Access Methods: B-Trees, R-Trees & GiSTs
First, a Review of Disks
- hardware: platters, arms, spindle. Often a cache (often 1 track) -- very
device-specific.
- data layout: sectors, blocks, tracks, cylinders
- "access time": ha!
- seek time, rotational delay, transfer time
- random vs. sequential I/O
- Examples:
- Seagate Hawk 2XL (2.15Mb) -- 5.5 msec average rotation delay, 9 msec average seek time
(varies from 1 to 22 msec), 5MB/sec transfer rate
- Note: average disk access time is about 10-15 msec, RAM access is more like 5 microsecs!
- Another note: while transfer rate and capacity are growing wildly every year, seek time
is not shrinking nearly as fast!
Access Methods: General Issues
- Come in two flavors: heap files and indexes
- Support AMI interface:
- open (possibly with selection condition)
- get_next
- close
- insert, delete, update_field
- indexes usually do two things:
- partition: partition a dataset or domain into buckets
- label: provide a label for each bucket
- this is sometimes done hierarchically (trees), sometimes not (hashing)
- the whole game boils down to how you partition & label!
- index's utility defined by queries, not data!
- typically random I/O in index
- Performance goals:
- cold vs. hot lookups
- # of I/Os vs. # of blocks worth of output
- because of random vs. sequential, should always compare to heap file!
- Implementation issues:
- concurrency & recovery
- cost estimation
- bulk loading
The "Ubiquitous" B-tree
Query load: equality & linear range predicates
Basics
- Basic B-tree properties: balanced, high fanout, some minimal fill factor (order)
- in practice, may want minimal fill factor to be less than 50% (delete at empty has been
shown good in TP applications)
- B-tree vs.
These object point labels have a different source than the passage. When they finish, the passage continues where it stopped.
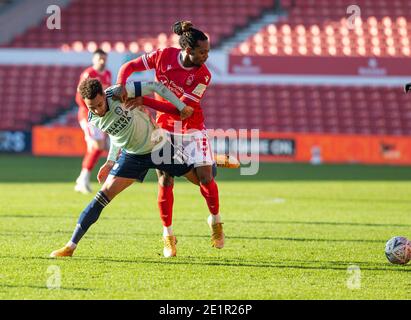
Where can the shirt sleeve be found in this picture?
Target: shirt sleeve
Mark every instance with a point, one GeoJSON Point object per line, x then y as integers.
{"type": "Point", "coordinates": [113, 152]}
{"type": "Point", "coordinates": [159, 88]}
{"type": "Point", "coordinates": [142, 63]}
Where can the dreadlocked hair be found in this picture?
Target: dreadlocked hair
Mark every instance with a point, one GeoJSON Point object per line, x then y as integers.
{"type": "Point", "coordinates": [188, 35]}
{"type": "Point", "coordinates": [90, 88]}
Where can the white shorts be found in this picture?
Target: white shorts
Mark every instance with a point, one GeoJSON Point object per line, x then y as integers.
{"type": "Point", "coordinates": [91, 133]}
{"type": "Point", "coordinates": [196, 147]}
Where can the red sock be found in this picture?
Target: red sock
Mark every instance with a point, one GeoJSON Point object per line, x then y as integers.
{"type": "Point", "coordinates": [91, 158]}
{"type": "Point", "coordinates": [210, 193]}
{"type": "Point", "coordinates": [165, 202]}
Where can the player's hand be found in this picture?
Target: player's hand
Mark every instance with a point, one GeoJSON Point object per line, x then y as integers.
{"type": "Point", "coordinates": [119, 92]}
{"type": "Point", "coordinates": [131, 104]}
{"type": "Point", "coordinates": [186, 112]}
{"type": "Point", "coordinates": [104, 171]}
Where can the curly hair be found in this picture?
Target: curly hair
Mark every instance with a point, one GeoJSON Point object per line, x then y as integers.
{"type": "Point", "coordinates": [90, 88]}
{"type": "Point", "coordinates": [188, 35]}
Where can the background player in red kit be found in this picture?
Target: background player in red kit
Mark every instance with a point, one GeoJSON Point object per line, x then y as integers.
{"type": "Point", "coordinates": [95, 138]}
{"type": "Point", "coordinates": [184, 72]}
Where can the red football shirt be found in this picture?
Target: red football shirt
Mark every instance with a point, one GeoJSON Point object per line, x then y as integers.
{"type": "Point", "coordinates": [105, 79]}
{"type": "Point", "coordinates": [189, 84]}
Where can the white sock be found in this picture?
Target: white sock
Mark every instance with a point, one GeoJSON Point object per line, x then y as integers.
{"type": "Point", "coordinates": [84, 176]}
{"type": "Point", "coordinates": [167, 231]}
{"type": "Point", "coordinates": [71, 245]}
{"type": "Point", "coordinates": [214, 218]}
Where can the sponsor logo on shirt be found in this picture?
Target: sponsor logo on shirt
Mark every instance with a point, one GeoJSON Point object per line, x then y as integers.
{"type": "Point", "coordinates": [176, 89]}
{"type": "Point", "coordinates": [190, 80]}
{"type": "Point", "coordinates": [199, 90]}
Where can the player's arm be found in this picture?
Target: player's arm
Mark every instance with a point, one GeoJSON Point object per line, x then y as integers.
{"type": "Point", "coordinates": [169, 107]}
{"type": "Point", "coordinates": [108, 165]}
{"type": "Point", "coordinates": [137, 89]}
{"type": "Point", "coordinates": [142, 63]}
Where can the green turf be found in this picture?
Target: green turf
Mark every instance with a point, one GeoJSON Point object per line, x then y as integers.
{"type": "Point", "coordinates": [292, 232]}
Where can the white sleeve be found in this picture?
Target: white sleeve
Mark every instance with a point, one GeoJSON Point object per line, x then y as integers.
{"type": "Point", "coordinates": [113, 152]}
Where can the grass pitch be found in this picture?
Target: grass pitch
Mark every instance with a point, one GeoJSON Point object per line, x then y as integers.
{"type": "Point", "coordinates": [293, 232]}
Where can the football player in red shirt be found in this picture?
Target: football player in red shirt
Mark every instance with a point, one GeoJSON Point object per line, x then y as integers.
{"type": "Point", "coordinates": [95, 138]}
{"type": "Point", "coordinates": [184, 72]}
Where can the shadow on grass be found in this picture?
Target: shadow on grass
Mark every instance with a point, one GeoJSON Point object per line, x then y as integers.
{"type": "Point", "coordinates": [110, 235]}
{"type": "Point", "coordinates": [2, 285]}
{"type": "Point", "coordinates": [233, 222]}
{"type": "Point", "coordinates": [24, 168]}
{"type": "Point", "coordinates": [223, 262]}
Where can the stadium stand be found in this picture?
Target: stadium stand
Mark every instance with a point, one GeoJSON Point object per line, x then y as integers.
{"type": "Point", "coordinates": [127, 25]}
{"type": "Point", "coordinates": [319, 28]}
{"type": "Point", "coordinates": [35, 93]}
{"type": "Point", "coordinates": [314, 109]}
{"type": "Point", "coordinates": [303, 109]}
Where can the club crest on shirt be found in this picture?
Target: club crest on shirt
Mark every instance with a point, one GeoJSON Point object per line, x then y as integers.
{"type": "Point", "coordinates": [190, 80]}
{"type": "Point", "coordinates": [118, 110]}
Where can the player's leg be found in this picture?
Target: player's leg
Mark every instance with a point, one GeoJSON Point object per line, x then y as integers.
{"type": "Point", "coordinates": [112, 187]}
{"type": "Point", "coordinates": [209, 190]}
{"type": "Point", "coordinates": [95, 140]}
{"type": "Point", "coordinates": [165, 202]}
{"type": "Point", "coordinates": [204, 164]}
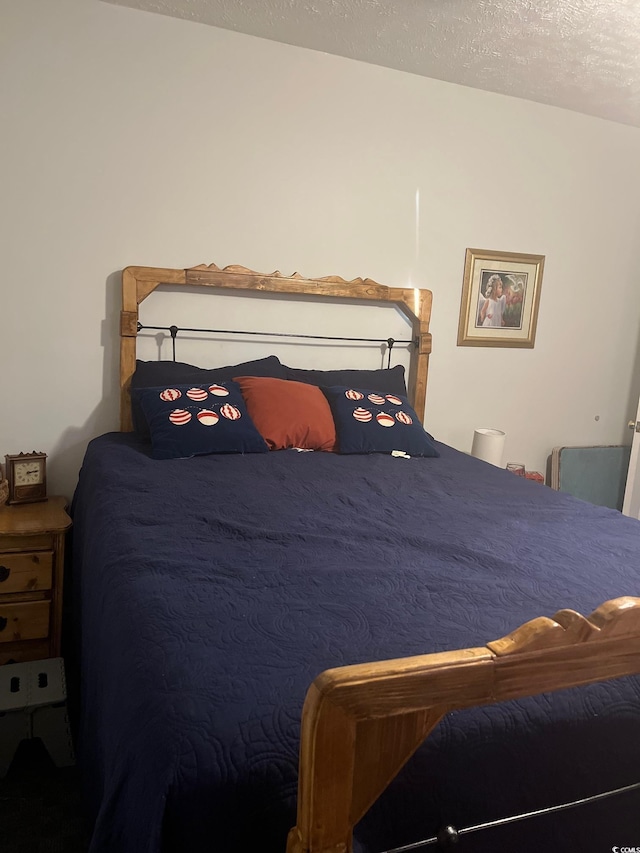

B+-tree. Note that B+-tree internal keys simply "direct
traffic"; this is very useful.
- intra-node operations
Compression
- rear & front key compression
- pointer compression
- Very common in practice, since B+-tree is on critical path of TP apps
Variable-length keys
- not too hard -- fill factor now expressed in terms of bytes, not entries.
Multiuser & Recovery issues
- tricky, solved problem
- high concurrency locking: need not be 2PL
- watch repeatable read, too!
- we will revisit this issue in detail later
Leaves usually contain record pointers (as in VSAM)
VSAM
- unified B+-tree-based implementation for a file-system (recall Stonebraker's gripe)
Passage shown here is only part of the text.